Looking at The New Zealand Herald newspaper this morning, this headline caught my eye:
"How Did Sir Owen Glenn's Domestic Violence Inquiry Get $7 Billion Figure Wrong?"
$7 Billion? Even though that's (only) New Zealand dollars, it still sounds like a reasonable question to ask, I thought. And (seriously) this is a really important issue, so, I read on.
Here's part of what I found (I've added the red highlighting):
"Sir Owen Glenn's family violence inquiry has stumbled again, producing a $7 billion estimated cost of family violence based on the mis-reading of a key research paper.
A report by economist Suzanne Snively and Wellington theatre student Sherilee Kahui, published by the inquiry yesterday, said family violence cost New Zealand between $4.1 billion and $7 billion a year - up from Ms Snively's last estimate in 1994 of just $1 billion.

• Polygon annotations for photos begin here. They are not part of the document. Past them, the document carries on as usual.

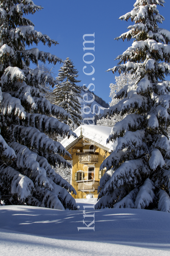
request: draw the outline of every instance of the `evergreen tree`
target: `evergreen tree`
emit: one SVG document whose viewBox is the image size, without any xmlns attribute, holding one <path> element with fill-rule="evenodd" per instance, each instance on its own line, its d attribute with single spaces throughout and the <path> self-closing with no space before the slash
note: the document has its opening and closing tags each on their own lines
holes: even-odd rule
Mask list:
<svg viewBox="0 0 170 256">
<path fill-rule="evenodd" d="M 38 60 L 54 64 L 64 61 L 37 48 L 25 49 L 32 43 L 50 46 L 57 42 L 34 30 L 31 21 L 23 17 L 42 9 L 32 0 L 0 3 L 1 199 L 5 204 L 75 210 L 69 192 L 75 190 L 51 167 L 56 162 L 70 166 L 61 156 L 70 154 L 48 136 L 75 135 L 56 119 L 71 117 L 44 97 L 41 85 L 45 82 L 54 86 L 59 82 L 38 68 L 29 67 L 31 61 L 36 65 Z"/>
<path fill-rule="evenodd" d="M 123 88 L 125 85 L 134 83 L 136 81 L 134 76 L 132 75 L 129 72 L 126 75 L 121 74 L 119 76 L 115 76 L 116 83 L 110 83 L 110 92 L 109 97 L 111 98 L 112 101 L 110 103 L 110 106 L 112 107 L 116 104 L 121 99 L 116 97 L 116 94 L 121 89 Z M 124 115 L 122 116 L 119 114 L 115 114 L 113 116 L 110 116 L 108 115 L 106 117 L 102 117 L 97 121 L 97 124 L 99 125 L 108 126 L 113 127 L 117 122 L 122 120 L 126 115 Z"/>
<path fill-rule="evenodd" d="M 111 98 L 111 101 L 109 102 L 110 107 L 114 106 L 120 101 L 120 99 L 116 96 L 117 93 L 125 85 L 135 83 L 137 79 L 134 75 L 128 72 L 126 74 L 121 74 L 119 76 L 116 76 L 115 81 L 115 84 L 110 83 L 109 86 L 110 88 L 109 97 Z"/>
<path fill-rule="evenodd" d="M 135 24 L 116 39 L 134 41 L 117 57 L 118 65 L 108 71 L 131 70 L 138 79 L 121 90 L 117 97 L 122 99 L 105 112 L 128 115 L 114 126 L 108 139 L 117 140 L 117 145 L 100 167 L 108 171 L 100 180 L 97 208 L 170 212 L 170 82 L 164 77 L 170 73 L 170 33 L 159 28 L 164 19 L 156 8 L 164 3 L 137 0 L 133 10 L 120 17 Z"/>
<path fill-rule="evenodd" d="M 75 83 L 80 82 L 76 79 L 78 76 L 78 71 L 74 68 L 73 62 L 67 58 L 65 63 L 59 70 L 58 76 L 56 79 L 61 82 L 61 84 L 55 86 L 54 90 L 54 103 L 63 108 L 71 115 L 72 120 L 65 121 L 69 124 L 73 130 L 81 125 L 82 118 L 81 116 L 81 107 L 77 97 L 81 98 L 81 88 Z"/>
</svg>

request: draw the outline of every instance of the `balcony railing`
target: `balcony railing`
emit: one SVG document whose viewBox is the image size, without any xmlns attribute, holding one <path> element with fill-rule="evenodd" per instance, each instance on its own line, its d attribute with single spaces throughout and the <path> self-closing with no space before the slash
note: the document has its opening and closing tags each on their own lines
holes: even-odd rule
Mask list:
<svg viewBox="0 0 170 256">
<path fill-rule="evenodd" d="M 99 181 L 91 180 L 79 180 L 76 182 L 78 183 L 78 190 L 87 192 L 97 189 L 99 186 Z"/>
<path fill-rule="evenodd" d="M 77 154 L 78 155 L 78 154 Z M 98 154 L 91 153 L 80 153 L 78 154 L 78 159 L 80 164 L 96 164 L 98 162 Z"/>
</svg>

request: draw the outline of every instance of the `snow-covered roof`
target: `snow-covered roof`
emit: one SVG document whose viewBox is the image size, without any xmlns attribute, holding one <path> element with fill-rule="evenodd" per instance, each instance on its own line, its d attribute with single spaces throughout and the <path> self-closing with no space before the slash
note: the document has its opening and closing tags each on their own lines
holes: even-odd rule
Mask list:
<svg viewBox="0 0 170 256">
<path fill-rule="evenodd" d="M 74 131 L 74 132 L 76 134 L 78 137 L 80 136 L 81 127 L 82 128 L 83 137 L 87 138 L 109 149 L 109 152 L 115 149 L 117 144 L 117 142 L 106 144 L 106 140 L 111 133 L 111 127 L 102 125 L 82 125 L 79 126 Z M 69 139 L 67 137 L 65 138 L 61 143 L 65 148 L 66 148 L 76 139 L 76 138 L 71 136 Z"/>
</svg>

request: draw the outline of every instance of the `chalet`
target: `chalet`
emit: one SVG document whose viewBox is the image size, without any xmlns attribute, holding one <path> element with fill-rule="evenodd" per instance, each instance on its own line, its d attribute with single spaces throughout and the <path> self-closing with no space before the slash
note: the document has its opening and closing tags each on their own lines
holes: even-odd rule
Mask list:
<svg viewBox="0 0 170 256">
<path fill-rule="evenodd" d="M 74 132 L 78 137 L 65 138 L 62 145 L 71 155 L 71 184 L 76 189 L 75 198 L 98 197 L 99 181 L 105 172 L 100 171 L 104 160 L 115 149 L 116 143 L 106 144 L 112 128 L 101 125 L 83 125 Z"/>
</svg>

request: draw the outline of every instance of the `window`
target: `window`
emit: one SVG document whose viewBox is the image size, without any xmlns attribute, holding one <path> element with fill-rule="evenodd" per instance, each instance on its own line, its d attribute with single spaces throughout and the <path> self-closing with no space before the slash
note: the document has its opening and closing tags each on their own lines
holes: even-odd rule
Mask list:
<svg viewBox="0 0 170 256">
<path fill-rule="evenodd" d="M 79 180 L 83 180 L 83 172 L 77 172 L 75 173 L 75 181 L 78 181 Z"/>
<path fill-rule="evenodd" d="M 88 179 L 94 179 L 94 167 L 88 168 Z"/>
<path fill-rule="evenodd" d="M 101 178 L 102 176 L 103 176 L 105 174 L 105 172 L 106 171 L 106 169 L 103 169 L 102 170 L 102 171 L 99 171 L 99 179 L 100 180 L 100 179 Z"/>
<path fill-rule="evenodd" d="M 99 171 L 99 179 L 100 180 L 101 178 L 102 175 L 103 171 Z"/>
<path fill-rule="evenodd" d="M 91 145 L 89 147 L 89 151 L 90 152 L 94 152 L 95 151 L 95 147 L 94 145 Z"/>
</svg>

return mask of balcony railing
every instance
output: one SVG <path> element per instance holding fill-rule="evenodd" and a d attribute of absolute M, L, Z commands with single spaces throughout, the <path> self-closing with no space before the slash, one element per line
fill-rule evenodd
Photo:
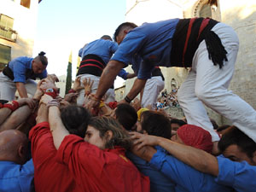
<path fill-rule="evenodd" d="M 3 26 L 0 26 L 1 38 L 4 38 L 6 40 L 12 41 L 12 42 L 16 42 L 17 35 L 18 33 L 16 32 L 16 31 Z"/>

But the higher figure of $7 billion was based on a claim that 23.6 per cent of women born in Christchurch in 1977 suffered intimate partner violence in the year leading up to interviews when they were 25 in about 2002.
That figure in the original paper published in 2005 by the Christchurch Health and Development Study actually refers to the number of men as well as women who scored 3 or 4 points on a violence victimisation scale for intimate partner violence.

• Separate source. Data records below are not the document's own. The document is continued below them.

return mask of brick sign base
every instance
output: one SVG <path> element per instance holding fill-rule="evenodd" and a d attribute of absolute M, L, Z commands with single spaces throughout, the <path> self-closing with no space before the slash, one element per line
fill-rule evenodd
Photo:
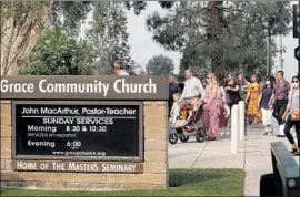
<path fill-rule="evenodd" d="M 11 101 L 1 100 L 1 187 L 59 190 L 166 189 L 169 183 L 167 102 L 143 102 L 143 106 L 144 162 L 96 163 L 97 167 L 93 165 L 93 170 L 90 170 L 91 165 L 87 166 L 92 162 L 13 160 Z M 82 168 L 77 166 L 86 166 L 86 170 L 78 170 Z M 103 166 L 111 170 L 103 170 Z"/>

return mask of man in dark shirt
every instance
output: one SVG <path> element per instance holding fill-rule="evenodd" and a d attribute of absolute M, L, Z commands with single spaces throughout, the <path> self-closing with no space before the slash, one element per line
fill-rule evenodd
<path fill-rule="evenodd" d="M 169 76 L 169 114 L 171 112 L 172 105 L 173 105 L 173 94 L 174 93 L 181 93 L 180 86 L 174 82 L 174 76 Z"/>
<path fill-rule="evenodd" d="M 284 72 L 277 72 L 277 83 L 273 87 L 273 94 L 269 102 L 269 106 L 273 105 L 273 116 L 277 118 L 279 124 L 278 137 L 284 137 L 284 120 L 282 118 L 288 105 L 288 97 L 290 92 L 290 84 L 284 80 Z"/>

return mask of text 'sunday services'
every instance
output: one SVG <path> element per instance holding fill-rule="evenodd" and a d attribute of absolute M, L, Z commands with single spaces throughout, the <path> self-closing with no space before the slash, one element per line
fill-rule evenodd
<path fill-rule="evenodd" d="M 1 93 L 96 93 L 107 96 L 110 89 L 114 93 L 157 93 L 157 84 L 152 79 L 147 83 L 127 83 L 126 79 L 118 79 L 113 83 L 103 83 L 99 80 L 91 83 L 50 83 L 42 79 L 38 84 L 1 80 Z"/>

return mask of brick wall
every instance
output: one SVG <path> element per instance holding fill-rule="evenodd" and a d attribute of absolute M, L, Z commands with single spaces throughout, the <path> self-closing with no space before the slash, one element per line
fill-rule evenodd
<path fill-rule="evenodd" d="M 169 183 L 166 102 L 144 102 L 142 174 L 14 172 L 11 159 L 11 102 L 1 101 L 1 187 L 44 189 L 166 189 Z"/>

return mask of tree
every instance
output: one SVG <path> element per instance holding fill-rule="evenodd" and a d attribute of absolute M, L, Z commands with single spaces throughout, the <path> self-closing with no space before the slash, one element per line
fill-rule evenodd
<path fill-rule="evenodd" d="M 28 59 L 44 27 L 76 35 L 89 1 L 6 1 L 1 7 L 1 75 L 14 75 Z"/>
<path fill-rule="evenodd" d="M 43 30 L 20 74 L 93 74 L 91 51 L 92 46 L 87 41 L 76 41 L 63 30 Z"/>
<path fill-rule="evenodd" d="M 183 53 L 187 60 L 181 66 L 210 62 L 209 71 L 222 74 L 224 69 L 241 71 L 250 66 L 253 71 L 258 69 L 254 66 L 264 66 L 266 38 L 269 32 L 288 33 L 290 15 L 290 3 L 286 1 L 180 1 L 164 17 L 158 12 L 149 15 L 147 27 L 154 41 Z M 276 22 L 268 27 L 270 19 Z M 274 44 L 271 50 L 277 50 Z"/>
<path fill-rule="evenodd" d="M 150 75 L 169 75 L 173 73 L 174 63 L 172 59 L 161 54 L 150 59 L 146 70 Z"/>
<path fill-rule="evenodd" d="M 131 60 L 124 7 L 118 1 L 97 1 L 93 7 L 92 28 L 87 35 L 93 43 L 94 68 L 98 74 L 111 74 L 113 61 L 129 64 Z"/>

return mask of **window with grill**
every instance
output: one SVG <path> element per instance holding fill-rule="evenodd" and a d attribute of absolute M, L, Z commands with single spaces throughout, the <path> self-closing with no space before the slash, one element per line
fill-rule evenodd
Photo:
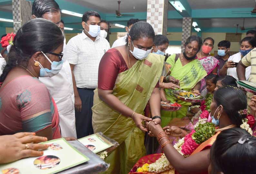
<path fill-rule="evenodd" d="M 226 33 L 226 40 L 230 42 L 237 42 L 241 41 L 242 38 L 241 33 Z"/>
<path fill-rule="evenodd" d="M 124 36 L 127 34 L 126 32 L 118 32 L 116 36 L 116 39 L 118 39 Z"/>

Two-thirds of people in the study scored below 3 points and 9.4 per cent scored above 4 points.
Those scoring 3 or 4 points were described in the original paper as "predominantly a group of individuals reporting frequent minor psychological aggression and occasionally severe psychological aggression", but "none reported any of the signs of severe domestic violence [injury or fearfulness]"."
To make matters even worse:
"Inquiry spokeswoman Marie McNicholas declined to comment on the latest mistake and referred questions to Ms Snively. Ms Snively said the data was prepared by Ms Kahui.

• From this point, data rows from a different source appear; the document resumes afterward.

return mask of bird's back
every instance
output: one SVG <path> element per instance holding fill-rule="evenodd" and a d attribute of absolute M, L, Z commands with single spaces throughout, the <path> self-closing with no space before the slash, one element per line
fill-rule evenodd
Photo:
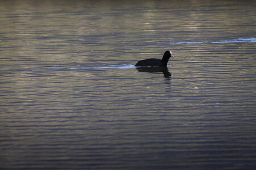
<path fill-rule="evenodd" d="M 158 67 L 163 66 L 166 65 L 163 62 L 162 60 L 157 58 L 149 58 L 139 61 L 135 66 L 151 66 Z"/>

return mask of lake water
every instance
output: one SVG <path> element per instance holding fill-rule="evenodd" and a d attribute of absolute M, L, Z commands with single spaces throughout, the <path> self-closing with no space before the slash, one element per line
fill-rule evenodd
<path fill-rule="evenodd" d="M 0 169 L 255 169 L 255 5 L 1 1 Z"/>

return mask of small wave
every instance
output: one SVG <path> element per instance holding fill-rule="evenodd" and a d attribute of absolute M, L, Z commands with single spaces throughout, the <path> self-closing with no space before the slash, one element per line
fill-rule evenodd
<path fill-rule="evenodd" d="M 203 43 L 203 42 L 177 42 L 176 44 L 201 44 L 201 43 Z"/>
<path fill-rule="evenodd" d="M 109 66 L 109 67 L 93 67 L 94 69 L 126 69 L 133 68 L 133 65 L 122 66 Z"/>
<path fill-rule="evenodd" d="M 249 38 L 249 39 L 243 39 L 243 38 L 239 38 L 237 39 L 234 39 L 232 40 L 225 40 L 225 41 L 204 41 L 204 42 L 176 42 L 176 44 L 202 44 L 202 43 L 212 43 L 212 44 L 221 44 L 221 43 L 233 43 L 233 42 L 255 42 L 256 39 L 255 38 Z M 170 43 L 172 44 L 172 43 Z"/>
<path fill-rule="evenodd" d="M 213 41 L 210 42 L 210 43 L 232 43 L 232 42 L 255 42 L 255 38 L 250 38 L 250 39 L 243 39 L 239 38 L 237 39 L 234 39 L 231 41 Z"/>

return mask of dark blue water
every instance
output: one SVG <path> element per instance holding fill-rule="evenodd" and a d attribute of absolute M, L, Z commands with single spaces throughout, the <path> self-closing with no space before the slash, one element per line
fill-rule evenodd
<path fill-rule="evenodd" d="M 1 1 L 0 169 L 255 169 L 255 5 Z"/>

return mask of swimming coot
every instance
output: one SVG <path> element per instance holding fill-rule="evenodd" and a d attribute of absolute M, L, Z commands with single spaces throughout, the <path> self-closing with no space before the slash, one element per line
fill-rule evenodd
<path fill-rule="evenodd" d="M 149 58 L 143 60 L 139 61 L 134 66 L 142 66 L 142 67 L 159 67 L 164 66 L 167 65 L 168 61 L 171 57 L 174 57 L 172 55 L 172 53 L 171 51 L 166 51 L 163 58 L 156 59 L 156 58 Z"/>

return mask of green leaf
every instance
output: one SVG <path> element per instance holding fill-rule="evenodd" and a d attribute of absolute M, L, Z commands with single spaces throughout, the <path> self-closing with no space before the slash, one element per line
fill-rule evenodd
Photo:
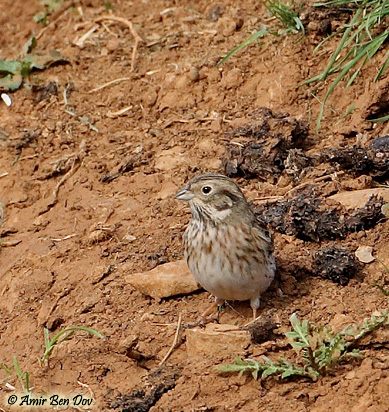
<path fill-rule="evenodd" d="M 18 60 L 1 60 L 0 74 L 18 74 L 22 68 L 22 63 Z"/>
<path fill-rule="evenodd" d="M 37 41 L 36 41 L 36 37 L 30 37 L 27 40 L 27 43 L 23 46 L 22 52 L 20 53 L 21 56 L 25 56 L 26 54 L 29 54 L 33 51 L 33 49 L 35 49 L 37 45 Z"/>
<path fill-rule="evenodd" d="M 252 34 L 248 39 L 240 43 L 238 46 L 234 47 L 230 52 L 228 52 L 218 63 L 216 66 L 221 66 L 225 61 L 227 61 L 231 56 L 233 56 L 235 53 L 237 53 L 239 50 L 244 49 L 254 41 L 260 39 L 267 33 L 267 29 L 261 29 Z"/>
<path fill-rule="evenodd" d="M 17 90 L 21 86 L 23 82 L 23 76 L 21 74 L 11 75 L 8 74 L 7 76 L 0 78 L 0 90 Z"/>
<path fill-rule="evenodd" d="M 299 321 L 296 313 L 293 313 L 290 317 L 290 323 L 293 331 L 287 332 L 286 337 L 289 339 L 291 345 L 295 349 L 302 349 L 309 347 L 308 335 L 309 335 L 309 323 L 304 320 L 302 323 Z"/>

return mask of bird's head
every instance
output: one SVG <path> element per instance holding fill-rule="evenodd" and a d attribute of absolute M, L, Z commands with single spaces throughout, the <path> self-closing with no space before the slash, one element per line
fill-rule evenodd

Ms Kahui said the $7 billion "high-end" figure was not in an early version of the study, which initially included only the "low-end" estimate of $4.1 billion and what is now described as a "moderate scenario" of $4.5 billion.
The high-end estimate was added after experts in Auckland and Wellington said they believed the true domestic violence victimisation rates were higher than the "moderate scenario" rates of 18.2 per cent for women and 1.9 per cent for men.
"We were struggling to find empirical evidence of an estimate that would be higher than 18.2 per cent," Ms Kahui said. "So it was about finding something higher." "Buck-passing? Attempted cherry-picking? Mis-placed reading glasses?
Oh dear! Really, I'd have expected better than this - especially from a theatre student!